President Buhari Ordered By Court To Account For $460 Million Chinese Loan

President Buhari Ordered By Court To Account For $460 Millio

The President Muhammadu Buhari administration has been ordered by a Federal High Court sitting in Abuja to account for how the $460 million Chinese loan to fund the failed Abuja Closed-Circuit Television (CCTV) project was spent.

The federal government was also instructed to publish the total amount of money paid to local and Chinese companies and contractors, with details of the names of the brands and the status of the implementation of the project.

The order was reportedly given last week by Justice Emeka Nwite while giving a verdict in a Freedom of Information suit number: FHC/ABJ/CS/1447/2019 filed by the Socio-Economic Rights and Accountability Project (SERAP).

The suit was filed after the Minister of Finance, Zainab Ahmed, stated that the loan was being serviced by the country and that she could provide no explanation on the project.

“We are servicing the loan. I have no information on the status of the CCTV project”, she was reported to have said.

While giving his judgment, Nwite said: “There is a reasonable cause of action against the government. Accounting for the spending of the $460 million Chinese loan is in the interest of the public.

“It will be inimical for the Court to refuse SERAP’s application for judicial review of the government’s action.

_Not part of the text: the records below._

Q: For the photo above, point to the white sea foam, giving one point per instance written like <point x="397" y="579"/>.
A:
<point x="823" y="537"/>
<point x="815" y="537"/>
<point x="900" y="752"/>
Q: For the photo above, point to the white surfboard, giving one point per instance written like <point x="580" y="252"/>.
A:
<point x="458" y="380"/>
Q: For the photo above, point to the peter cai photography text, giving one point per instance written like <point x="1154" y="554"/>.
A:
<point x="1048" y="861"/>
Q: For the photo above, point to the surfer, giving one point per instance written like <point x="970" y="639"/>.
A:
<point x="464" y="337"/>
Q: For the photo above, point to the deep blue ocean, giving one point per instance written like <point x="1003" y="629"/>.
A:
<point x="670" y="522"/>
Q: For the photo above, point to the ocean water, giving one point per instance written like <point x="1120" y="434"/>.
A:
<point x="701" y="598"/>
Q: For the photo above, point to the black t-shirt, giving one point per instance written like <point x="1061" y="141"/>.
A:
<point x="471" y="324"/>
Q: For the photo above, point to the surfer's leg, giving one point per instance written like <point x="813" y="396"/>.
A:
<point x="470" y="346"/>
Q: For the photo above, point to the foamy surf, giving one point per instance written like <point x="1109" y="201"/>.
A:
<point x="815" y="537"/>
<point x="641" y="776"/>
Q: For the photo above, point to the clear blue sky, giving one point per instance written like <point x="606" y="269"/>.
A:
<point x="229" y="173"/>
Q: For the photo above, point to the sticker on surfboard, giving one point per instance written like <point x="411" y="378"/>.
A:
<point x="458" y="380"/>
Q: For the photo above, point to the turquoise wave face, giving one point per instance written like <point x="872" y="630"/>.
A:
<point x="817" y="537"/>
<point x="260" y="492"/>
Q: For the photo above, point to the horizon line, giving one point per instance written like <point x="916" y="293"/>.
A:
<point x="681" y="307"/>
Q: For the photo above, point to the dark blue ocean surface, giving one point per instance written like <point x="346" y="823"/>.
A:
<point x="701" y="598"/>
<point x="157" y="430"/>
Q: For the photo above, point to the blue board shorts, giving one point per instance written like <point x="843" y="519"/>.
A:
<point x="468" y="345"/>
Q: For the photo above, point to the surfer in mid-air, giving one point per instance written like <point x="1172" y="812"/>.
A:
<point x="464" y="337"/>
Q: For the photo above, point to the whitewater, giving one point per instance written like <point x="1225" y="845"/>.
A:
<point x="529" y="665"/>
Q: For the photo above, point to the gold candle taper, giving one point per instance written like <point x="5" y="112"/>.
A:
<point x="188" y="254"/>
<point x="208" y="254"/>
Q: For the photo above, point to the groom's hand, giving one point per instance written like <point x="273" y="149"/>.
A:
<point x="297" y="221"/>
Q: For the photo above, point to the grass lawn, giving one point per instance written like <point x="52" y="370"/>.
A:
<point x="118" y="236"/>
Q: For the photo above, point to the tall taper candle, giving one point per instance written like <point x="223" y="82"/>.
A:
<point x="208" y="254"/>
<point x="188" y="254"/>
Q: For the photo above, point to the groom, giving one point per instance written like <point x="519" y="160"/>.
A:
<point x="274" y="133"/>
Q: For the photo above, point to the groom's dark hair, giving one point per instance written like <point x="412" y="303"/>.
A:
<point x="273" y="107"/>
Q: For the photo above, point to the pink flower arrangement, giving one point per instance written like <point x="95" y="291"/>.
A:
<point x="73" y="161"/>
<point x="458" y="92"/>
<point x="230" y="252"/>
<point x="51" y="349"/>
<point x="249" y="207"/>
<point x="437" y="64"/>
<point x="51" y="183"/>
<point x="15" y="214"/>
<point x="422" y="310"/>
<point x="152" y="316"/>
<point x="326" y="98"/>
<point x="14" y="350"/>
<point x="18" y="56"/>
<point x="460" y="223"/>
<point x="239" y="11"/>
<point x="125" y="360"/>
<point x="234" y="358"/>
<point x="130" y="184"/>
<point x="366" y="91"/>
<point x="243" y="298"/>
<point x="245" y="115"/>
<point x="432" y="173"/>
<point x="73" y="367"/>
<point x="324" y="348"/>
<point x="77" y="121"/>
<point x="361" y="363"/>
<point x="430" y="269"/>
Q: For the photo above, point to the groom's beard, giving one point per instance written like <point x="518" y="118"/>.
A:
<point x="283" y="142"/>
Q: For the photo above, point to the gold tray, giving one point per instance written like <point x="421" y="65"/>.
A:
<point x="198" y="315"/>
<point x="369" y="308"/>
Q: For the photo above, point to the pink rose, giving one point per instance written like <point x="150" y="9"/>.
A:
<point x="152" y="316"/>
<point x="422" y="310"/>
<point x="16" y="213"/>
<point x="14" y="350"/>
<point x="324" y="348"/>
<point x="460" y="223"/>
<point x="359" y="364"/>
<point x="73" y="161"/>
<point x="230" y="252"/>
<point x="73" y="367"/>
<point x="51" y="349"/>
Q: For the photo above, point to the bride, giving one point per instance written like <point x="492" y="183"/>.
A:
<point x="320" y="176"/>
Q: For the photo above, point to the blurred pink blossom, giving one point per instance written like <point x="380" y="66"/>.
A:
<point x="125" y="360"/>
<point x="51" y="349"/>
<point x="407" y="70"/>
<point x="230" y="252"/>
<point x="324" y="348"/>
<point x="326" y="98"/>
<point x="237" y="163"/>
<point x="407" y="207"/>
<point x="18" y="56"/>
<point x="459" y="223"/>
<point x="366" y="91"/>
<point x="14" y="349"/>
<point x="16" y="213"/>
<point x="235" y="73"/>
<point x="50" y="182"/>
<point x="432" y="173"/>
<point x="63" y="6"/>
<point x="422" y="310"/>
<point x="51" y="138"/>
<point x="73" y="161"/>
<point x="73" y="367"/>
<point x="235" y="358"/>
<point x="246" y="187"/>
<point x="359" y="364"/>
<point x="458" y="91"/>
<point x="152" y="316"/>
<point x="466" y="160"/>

“The Minister of Finance is in charge of the finance of the country and cannot by any stretch of the imagination be oblivious of the amount of money paid to the contractors for the Abuja CCTV contract and the money meant for the construction of the headquarters of the Code of Conduct Bureau (CCB).”

He further ordered the Buhari administration to “provide the details clarifying whether the sum of N1.5 billion Naira paid for the failed contract meant to construct the headquarters of the Code of Conduct Bureau (CCB) was part of another loan obtained from China.”

“SERAP’s core objectives are to promote human rights, transparency and accountability and anti-corruption in Nigeria.

“I am of the humble view that there is a reasonable cause of action against the government [through the Minister of Finance] and I so hold that SERAP has made out a case to be entitled to the reliefs sought

“The law is well settled that where a document or letter is sent by post, it is the law that the same is taken or presumed to have been delivered”, part of the verdict reads.